Garbage in, garbage out. The latest from the ongoing Snowden/Greenwald revelation is a reminder that interested parties know how to plant false information on the Internet, and that some of them are probably doing it. It has implications for anyone looking for good information online, anyone with a reputation to protect, and—potentially—for everyone invested in the online world.
The piece itself is worth a look (How Covert Agents Infiltrate the Internet to Manipulate, Deceive, and Destroy Reputations). The details are more disturbing than surprising, but as you read it, ignore the focus on the British intelligence agency GCHQ. It doesn't matter whether you trust your own government's actions, and the common distinction between a country's own citizens and everyone else is also irrelevant. The same tactics are available to every government—and any other motivated group. If they don't do this already, the newly released document provides the suggestion.
For the government intelligence guys, this is just a continuation of the second oldest profession: Get your enemy's secrets; protect your own. Deceive your enemy; avoid deception. It's a challenge when multiple entities are simultaneously trying to (a) get useful information from open sources online and (b) plant deceptive information in the same sources. I wonder how much blue-on-blue deception happens between information operations and open-source intelligence gathering, anyway.
For everyone else, this latest report should serve as a reminder of some of the risks in social media:
- Data quality risk
People tell lies online—I know, but it's true. Some of the false information out there may have been placed by a motivated adversary who wants to mislead you (maybe even you, specifically). The target may be your organization, a related organization or someone who wants to work with you.
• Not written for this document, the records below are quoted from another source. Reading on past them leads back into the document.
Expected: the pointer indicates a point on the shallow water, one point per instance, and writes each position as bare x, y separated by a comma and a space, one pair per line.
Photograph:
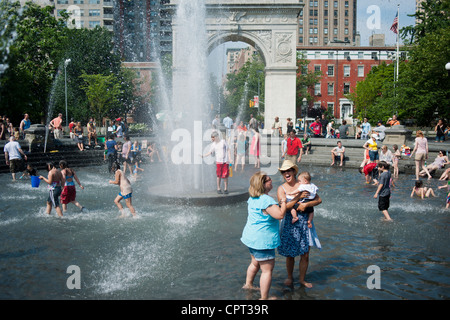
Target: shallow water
171, 252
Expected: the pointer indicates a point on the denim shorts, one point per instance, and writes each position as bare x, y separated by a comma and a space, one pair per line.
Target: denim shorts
373, 155
262, 255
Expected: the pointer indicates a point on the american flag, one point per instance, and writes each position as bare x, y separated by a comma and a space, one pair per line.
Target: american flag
394, 26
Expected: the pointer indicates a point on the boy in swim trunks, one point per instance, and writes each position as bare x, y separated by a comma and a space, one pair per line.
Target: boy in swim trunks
125, 190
The information you find online can be a useful source, but it's not the only source. If you're informing significant decisions, use all of your available resources, and be alert to the possibility of intentional deception.
- Reputation risk
We're familiar with the concept of online reputation risk; corporate risk managers seem to think it's almost synonymous with "social media." If your business has potential exposure to government opposition (from whatever country), your risk may come from a better organized and funded source than the usual unhappy former customer.
- Target risk
As people conduct their personal and political lives online, they expose themselves to snooping and more. The threats to personal privacy and freedom by government agencies have made the ongoing revelations newsworthy, but these public and semi-public channels are equally exposed to anyone who disagrees.
- Collateral damage risk
Some of these information operations happen in the same online venues as normal personal use. As competing governments start viewing the online world through the cyber battlespace lens, normal users and the platforms themselves could take some damage. Off the top of my head, I'm thinking of legal, market, and technical risks, but that's probably just a start.
It's too much to go into in a post, but companies with significant exposure to covert online tactics would be well served to chase down the implications of those tactics, and don't limit the discussion to legal exposure. Beyond the specifics on any one program, the revelations of the last year indicate the willingness of government entities in multiple countries to use environments operated by private-sector companies in ways they weren't intended. The safe asumptions are that governments are doing more than we know, and so are other types of organizations.
One of the great strengths of the Internet is the way it overcomes the limitations of distance. A side effect is that it also does away with the concept of a safe distance from danger.